Optional add ons (commercial)
- Executive micro coaching: three 30 minute 1:1 virtual coaching sessions for nominated high potential presenters.
- Custom sector scenarios: tailor roleplays to finance, legal, clinical, retail lines.
- Follow up booster: 90 minute group session at 8 weeks to refresh and consolidate.
Resources required
- Trainer(s): lead facilitator (presentation psychology background), assistant coach for labs.
- Venue: quiet room with AV for in person lab; chairs for circuits and a small stage area.
- Tech: stable internet, LMS for video uploads, standard videorecording guidance for participants' smartphones.
Behaviour change mechanisms built into the design
- Graded exposure: repeated, slightly escalated performance opportunities (2 minute to 3 to 5 minute to impromptu).
- Feedback loops: immediate coach/peer feedback followed by a deliberate practice cycle.
- Cognitive tools: reframing and visualisation to change appraisal of arousal.
- Somatic regulation: breathing and grounding to alter physiology.
- Reinforcement: recognition of small wins, badges for practice uploads, manager acknowledgements.
Two opinions some readers might disagree with
- Opinion 1: You don't need hundreds of slide templates. Good structure and nervous system control beat pretty slides every time.
- Opinion 2: Short, frequent exposure beats marathon rehearsals. Thirty minutes of focused, high quality practice three times a week will trump a single six hour cram.
Minimum viable materials to run in house (if client wants to DIY)
- Trainer script for six sessions, participant workbook, quick recording protocol, and a coach rubric. Run the lab as a scaled exercise using internal HR coaches with basic facilitator training (we provide train the trainer materials).
Follow up & sustainability
- 90 day check in: one hour group session to track progress and recalibrate.
- Continued practice: recommended micro practice schedule (3×15 minutes per week) and manager check ins at weeks 3 and 8.
- Long term: offer "refresher" 60 minute clinics for emerging leaders on special topics (difficult questions, investor pitches).
Quick sample session timing (Week 4 lab, half day)
- 09:00 to 09:20: Warm up and breathing.
- 09:20 to 10:10: Delivery drills (voice & movement).

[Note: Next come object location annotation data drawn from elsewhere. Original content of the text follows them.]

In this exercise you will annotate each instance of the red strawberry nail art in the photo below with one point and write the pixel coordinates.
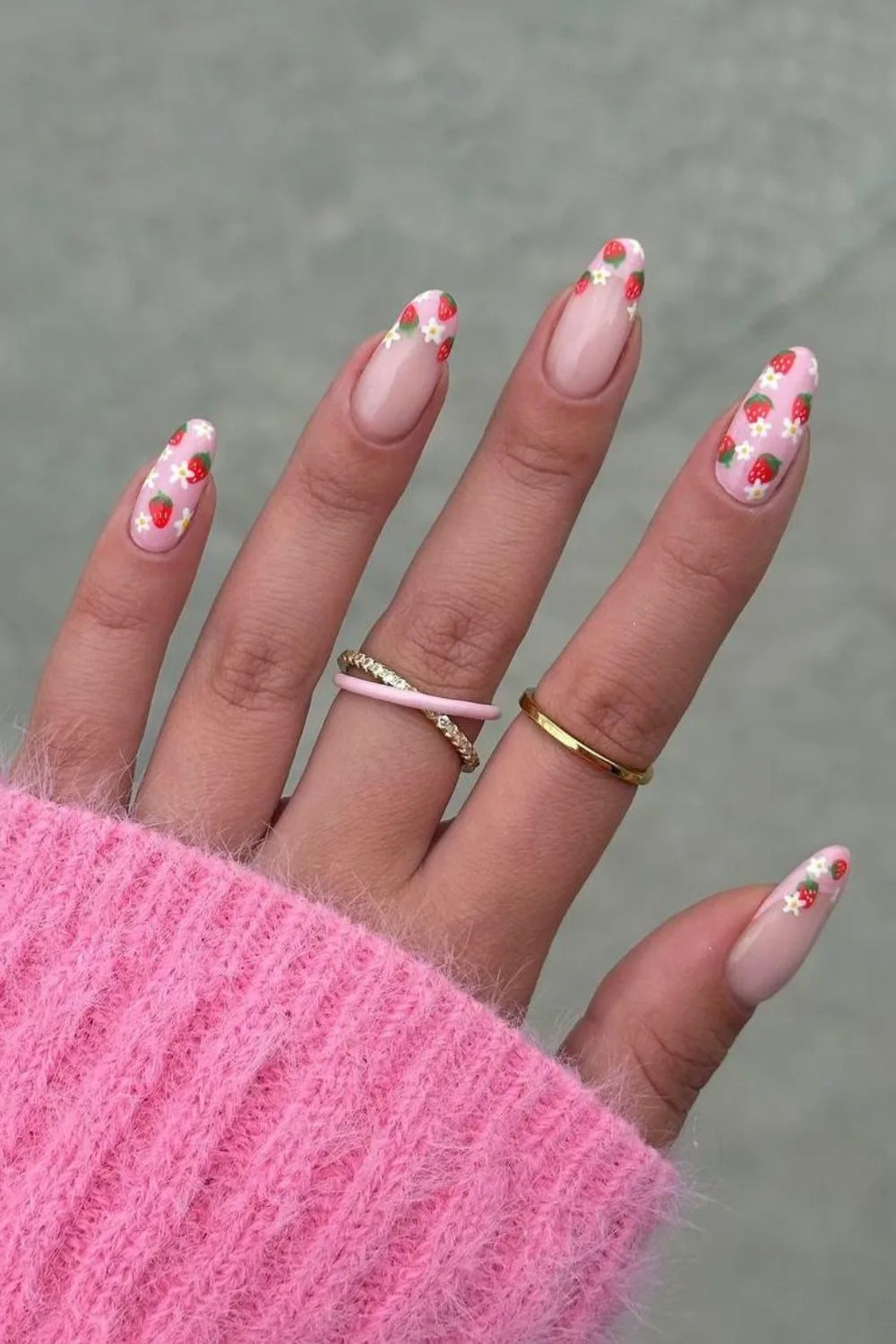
(160, 510)
(409, 319)
(614, 253)
(634, 285)
(801, 410)
(758, 408)
(783, 362)
(447, 308)
(775, 422)
(727, 451)
(198, 468)
(180, 475)
(763, 470)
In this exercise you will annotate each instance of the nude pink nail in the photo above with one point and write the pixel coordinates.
(406, 368)
(595, 323)
(168, 497)
(785, 927)
(764, 435)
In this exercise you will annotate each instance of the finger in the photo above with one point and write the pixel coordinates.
(473, 588)
(665, 1018)
(94, 696)
(230, 737)
(621, 685)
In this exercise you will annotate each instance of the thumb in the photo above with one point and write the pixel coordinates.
(665, 1018)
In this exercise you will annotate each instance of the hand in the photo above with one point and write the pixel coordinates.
(485, 894)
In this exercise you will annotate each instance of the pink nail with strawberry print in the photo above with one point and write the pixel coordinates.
(594, 325)
(764, 435)
(167, 503)
(408, 366)
(783, 930)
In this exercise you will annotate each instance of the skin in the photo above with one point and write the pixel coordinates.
(487, 892)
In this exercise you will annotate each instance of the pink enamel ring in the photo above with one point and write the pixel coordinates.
(417, 699)
(389, 685)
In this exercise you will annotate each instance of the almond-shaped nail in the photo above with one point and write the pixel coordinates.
(595, 323)
(764, 435)
(783, 930)
(406, 367)
(168, 497)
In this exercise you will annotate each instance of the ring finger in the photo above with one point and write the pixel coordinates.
(625, 680)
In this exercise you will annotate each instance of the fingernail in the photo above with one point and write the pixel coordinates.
(169, 495)
(405, 370)
(595, 323)
(785, 927)
(764, 435)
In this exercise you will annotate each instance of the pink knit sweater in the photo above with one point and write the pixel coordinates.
(231, 1115)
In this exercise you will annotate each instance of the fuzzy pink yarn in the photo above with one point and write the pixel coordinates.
(231, 1115)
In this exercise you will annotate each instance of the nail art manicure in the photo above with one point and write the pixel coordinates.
(764, 435)
(785, 927)
(168, 497)
(595, 323)
(403, 373)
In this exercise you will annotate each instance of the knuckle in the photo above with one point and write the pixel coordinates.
(257, 669)
(622, 714)
(112, 607)
(338, 496)
(452, 642)
(694, 564)
(676, 1069)
(533, 460)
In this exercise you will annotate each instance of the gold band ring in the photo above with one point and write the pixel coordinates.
(354, 660)
(622, 771)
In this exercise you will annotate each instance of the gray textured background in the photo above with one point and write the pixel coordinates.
(206, 203)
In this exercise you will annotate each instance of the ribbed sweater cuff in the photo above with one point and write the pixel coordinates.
(230, 1113)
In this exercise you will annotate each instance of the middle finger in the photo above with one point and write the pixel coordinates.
(474, 586)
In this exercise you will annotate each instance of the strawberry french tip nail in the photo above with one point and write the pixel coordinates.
(168, 497)
(405, 370)
(595, 323)
(769, 426)
(783, 930)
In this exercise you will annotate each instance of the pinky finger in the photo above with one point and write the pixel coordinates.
(96, 691)
(665, 1018)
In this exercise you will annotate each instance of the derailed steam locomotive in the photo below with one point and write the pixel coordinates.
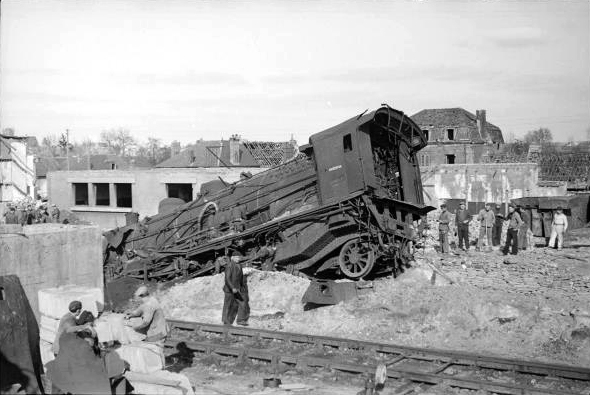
(344, 207)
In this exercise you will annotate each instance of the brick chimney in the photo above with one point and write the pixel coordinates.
(480, 117)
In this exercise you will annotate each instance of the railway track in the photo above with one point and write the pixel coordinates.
(411, 366)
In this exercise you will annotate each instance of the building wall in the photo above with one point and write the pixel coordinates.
(436, 154)
(148, 188)
(497, 183)
(17, 176)
(51, 256)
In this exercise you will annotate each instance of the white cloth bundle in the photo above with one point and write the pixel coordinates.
(149, 385)
(54, 302)
(142, 357)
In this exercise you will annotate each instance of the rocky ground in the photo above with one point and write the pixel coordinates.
(534, 305)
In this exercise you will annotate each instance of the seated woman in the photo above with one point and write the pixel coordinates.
(79, 368)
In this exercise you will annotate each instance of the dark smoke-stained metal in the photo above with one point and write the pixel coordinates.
(344, 207)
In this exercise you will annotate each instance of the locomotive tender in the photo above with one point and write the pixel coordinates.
(344, 207)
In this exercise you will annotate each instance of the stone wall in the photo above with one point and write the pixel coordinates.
(52, 255)
(496, 182)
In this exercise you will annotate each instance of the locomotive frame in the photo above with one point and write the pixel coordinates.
(346, 206)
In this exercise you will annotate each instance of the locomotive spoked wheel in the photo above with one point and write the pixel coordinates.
(356, 259)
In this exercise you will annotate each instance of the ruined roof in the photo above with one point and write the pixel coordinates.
(458, 117)
(216, 153)
(94, 162)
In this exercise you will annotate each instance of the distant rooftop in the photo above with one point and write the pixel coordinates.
(233, 153)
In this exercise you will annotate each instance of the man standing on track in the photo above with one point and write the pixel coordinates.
(443, 229)
(512, 234)
(486, 219)
(558, 228)
(235, 289)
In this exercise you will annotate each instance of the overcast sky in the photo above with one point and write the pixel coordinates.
(271, 69)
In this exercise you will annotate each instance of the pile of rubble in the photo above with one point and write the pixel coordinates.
(201, 299)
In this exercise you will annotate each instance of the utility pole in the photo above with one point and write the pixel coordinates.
(68, 148)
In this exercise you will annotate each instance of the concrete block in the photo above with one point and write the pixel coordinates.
(53, 255)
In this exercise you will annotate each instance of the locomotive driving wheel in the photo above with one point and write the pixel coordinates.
(356, 258)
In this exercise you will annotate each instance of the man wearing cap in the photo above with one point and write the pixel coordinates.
(462, 219)
(514, 223)
(486, 219)
(235, 289)
(443, 229)
(497, 228)
(10, 216)
(558, 228)
(153, 323)
(67, 323)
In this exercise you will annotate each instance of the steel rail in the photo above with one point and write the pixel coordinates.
(399, 351)
(432, 378)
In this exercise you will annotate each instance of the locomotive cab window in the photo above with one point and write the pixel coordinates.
(347, 143)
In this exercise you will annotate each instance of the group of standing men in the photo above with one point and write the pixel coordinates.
(26, 214)
(518, 235)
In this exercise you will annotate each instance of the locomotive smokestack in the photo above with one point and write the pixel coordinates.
(234, 149)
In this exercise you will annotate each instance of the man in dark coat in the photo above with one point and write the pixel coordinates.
(497, 229)
(236, 301)
(462, 219)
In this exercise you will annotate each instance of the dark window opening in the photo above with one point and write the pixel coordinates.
(102, 194)
(347, 143)
(451, 134)
(123, 192)
(180, 191)
(80, 194)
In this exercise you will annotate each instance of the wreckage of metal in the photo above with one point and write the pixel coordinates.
(343, 212)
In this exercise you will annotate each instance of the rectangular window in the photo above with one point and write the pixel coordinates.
(80, 194)
(450, 134)
(347, 143)
(123, 192)
(102, 195)
(180, 191)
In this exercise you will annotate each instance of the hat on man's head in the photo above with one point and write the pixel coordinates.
(75, 306)
(142, 291)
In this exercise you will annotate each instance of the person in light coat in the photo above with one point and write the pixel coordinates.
(486, 218)
(558, 228)
(153, 322)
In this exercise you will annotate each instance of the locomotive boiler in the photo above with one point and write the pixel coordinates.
(345, 207)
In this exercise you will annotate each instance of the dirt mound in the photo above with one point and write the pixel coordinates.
(201, 299)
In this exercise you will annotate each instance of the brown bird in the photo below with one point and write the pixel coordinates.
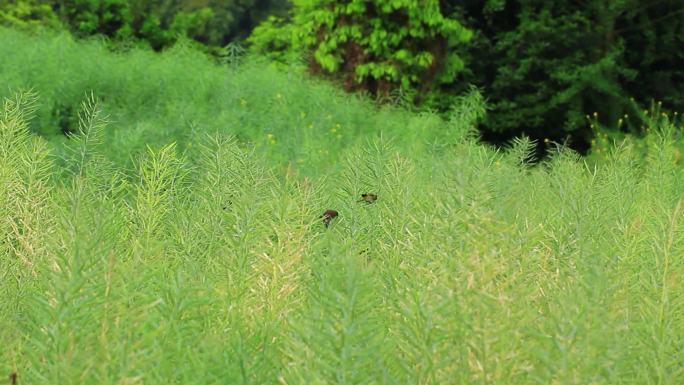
(327, 216)
(368, 198)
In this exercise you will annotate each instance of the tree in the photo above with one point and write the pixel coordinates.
(376, 46)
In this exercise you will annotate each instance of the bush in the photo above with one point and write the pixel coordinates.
(374, 46)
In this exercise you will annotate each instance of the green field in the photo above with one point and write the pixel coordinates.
(174, 237)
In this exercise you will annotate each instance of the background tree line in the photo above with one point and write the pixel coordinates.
(551, 69)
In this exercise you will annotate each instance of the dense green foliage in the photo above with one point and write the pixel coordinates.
(158, 23)
(376, 46)
(152, 97)
(544, 65)
(470, 268)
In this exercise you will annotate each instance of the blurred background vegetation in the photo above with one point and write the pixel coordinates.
(552, 70)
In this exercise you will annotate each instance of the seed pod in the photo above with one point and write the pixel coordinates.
(368, 198)
(327, 216)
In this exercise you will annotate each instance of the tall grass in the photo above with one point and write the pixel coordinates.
(472, 267)
(181, 94)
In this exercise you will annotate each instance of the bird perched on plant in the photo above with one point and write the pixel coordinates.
(327, 216)
(368, 198)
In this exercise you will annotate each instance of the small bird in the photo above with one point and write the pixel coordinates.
(368, 198)
(327, 216)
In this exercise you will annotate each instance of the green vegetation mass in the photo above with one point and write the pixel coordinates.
(164, 228)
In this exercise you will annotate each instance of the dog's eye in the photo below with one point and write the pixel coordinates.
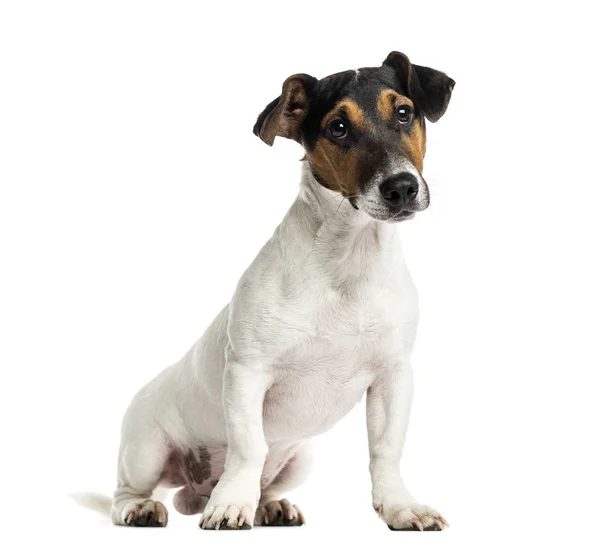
(338, 129)
(405, 114)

- 10:10 to 10:30: Break & micro reflection.
- 10:30 to 11:30: Live circuits (rotating presentations with feedback).
- 11:30 to 12:00: Stress inoculation Q&A and planning next steps.
What success looks like
- Participants report lower average anxiety scores and greater frequency of voluntary presentation opportunities taken on.
- Managers observe clearer, shorter updates and fewer requests for follow up clarification.
- Organisation sees improved meeting efficiency and a modest reduction in time spent clarifying decisions.
Why we can deliver value
We have led dozens of blended cohorts across Sydney and Melbourne and have a clear method to convert nervous energy into presence. We design for sustainable behaviour change, not theatrical fixes. Feedback we've seen from similar programmes: participants deliver cleaner, shorter updates and volunteer more often for client facing roles. Worth the investment. Trust me, it's better than another slide workshop.
Appendix: sample participant journey (micro view)
- Week 0: Lily (new operations manager) uploads baseline 90 second clip, shaky voice, rushed pacing.
- Week 2: after cognitive reframing and a visualisation routine, Lily reports feeling "less out of control".
- Week 4: in the lab, recorded delivery shows slower pace, firmer breath, coach notes improvement in vocal resonance.
- Week 6: final recording shows marked composure; manager notes fewer clarifying emails after Lily's team huddles.